¿Diplomacia secreta en Marruecos?

Una explicación plausible del incomprensible silencio de Perro Sanxe para no señalar a Marruecos por abrir la mano o azuzar la avalancha inmigrante en Ceuta podría ser que está negociando por la vía diplomática con el tirano para que el problema no se le eternice. Fiel a esa fama que le atribuyen alguno de ser “un perro con siete vidas”, como los gatos, tal vez trate de reconducir este callejón sin salida con mano izquierda. Sería una de las pocas veces que utiliza la izquierda… Porque si no fuera por Podemos-Sumar, ya sabemos que él siempre hubiera dormido mejor amancebado con Ciudadanos. Podría significar, pues, una maniobra calculada: en vez de cantarle las cuarenta al régimen de Mohamed VI, que seguramente le daría mejor imagen, de presidente del Gobierno con dignidad y coraje, prefiere pactar con las autoridades del país africano para que su policía controle la frontera y apagar el fuego de la supuesta “invasión”.

Como paralelismo, se me ocurre comparar esa estrategia diplomática con la negociación en Argelia con ETA, salvando las distancias. Tanto Felipe González como José María Aznar intentaron sin éxito que la barbarie terrorista se acabara aunque eso implicara una bajada de pantalones ante los violentos.
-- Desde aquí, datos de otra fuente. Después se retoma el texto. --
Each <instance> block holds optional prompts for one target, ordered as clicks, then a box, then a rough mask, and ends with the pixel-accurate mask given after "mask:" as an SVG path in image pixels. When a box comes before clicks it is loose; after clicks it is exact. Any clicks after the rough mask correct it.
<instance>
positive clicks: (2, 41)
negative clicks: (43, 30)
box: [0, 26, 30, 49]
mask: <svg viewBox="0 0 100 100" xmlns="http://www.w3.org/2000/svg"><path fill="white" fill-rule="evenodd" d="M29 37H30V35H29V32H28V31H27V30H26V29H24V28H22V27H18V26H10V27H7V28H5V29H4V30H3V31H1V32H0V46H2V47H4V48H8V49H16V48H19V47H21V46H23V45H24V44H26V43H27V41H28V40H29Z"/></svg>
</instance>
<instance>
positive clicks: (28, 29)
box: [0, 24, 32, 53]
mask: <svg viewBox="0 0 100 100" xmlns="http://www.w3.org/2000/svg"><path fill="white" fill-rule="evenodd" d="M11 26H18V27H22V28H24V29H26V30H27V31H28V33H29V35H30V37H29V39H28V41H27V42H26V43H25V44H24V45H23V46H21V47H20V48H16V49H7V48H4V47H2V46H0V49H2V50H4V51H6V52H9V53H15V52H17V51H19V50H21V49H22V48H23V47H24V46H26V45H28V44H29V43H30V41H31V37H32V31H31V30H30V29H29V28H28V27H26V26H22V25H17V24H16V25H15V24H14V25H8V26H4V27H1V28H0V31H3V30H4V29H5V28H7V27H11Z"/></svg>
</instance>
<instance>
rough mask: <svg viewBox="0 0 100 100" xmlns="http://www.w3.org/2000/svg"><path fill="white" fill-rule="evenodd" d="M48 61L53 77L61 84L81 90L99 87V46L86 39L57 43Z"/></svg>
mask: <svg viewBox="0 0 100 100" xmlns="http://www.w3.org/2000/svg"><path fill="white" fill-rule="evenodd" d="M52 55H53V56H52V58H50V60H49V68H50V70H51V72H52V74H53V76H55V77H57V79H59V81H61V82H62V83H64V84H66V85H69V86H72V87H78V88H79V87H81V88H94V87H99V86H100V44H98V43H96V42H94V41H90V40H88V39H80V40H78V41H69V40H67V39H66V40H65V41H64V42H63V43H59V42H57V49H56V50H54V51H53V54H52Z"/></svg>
Dialogar de tú a tú con quienes ponían bombas no dejaba en muy buen lugar a unos dirigentes democráticos, pero ambos se tragaron ese sapo y me parece hasta comprensible, en aras de salvar vidas y desactivar de una vez aquella lacra. Razones de Estado, así suelen justificarlo los políticos.

Ahora, en Ceuta, posiblemente el PSOE esté haciendo de tripas corazón por principios y -también- porque se avecinan tiempos electorales y quitar de la agenda la crisis migratoria puede resultar decisivo para Perro Sanxe. De todas formas, eso no pasaría de hacer de parche para el problema, porque sólo a base de porra y policía no se frenará a tantos desheredados. Huir de la miseria en África va para largo, sea por Ceuta, Canarias, Italia (el mayor puerto de entrada a Europa, por mucho postureo vergonzoso que haga Meloni) o por otros canales.

¿Nos imaginamos una situación análoga en sentido contrario? ¿Aceptaríamos que la Policía o la Guardia Civil nos impidiera el paso para salir de España? ¿Que nos preguntaran los agentes si tenemos contrato laboral en nuestro destino extranjero? ¿Por qué les negamos a otros ese derecho a la libertad que consideramos irrenunciable para nosotros? A quienes más se les llena la boca invocando la libertad, precisamente, esos mismos ahora exigen a voz en grito y entre insultos mucha mano dura, militar si hace falta, para expulsar y hasta “cazar” a personas como si fueran animales con la veda abierta.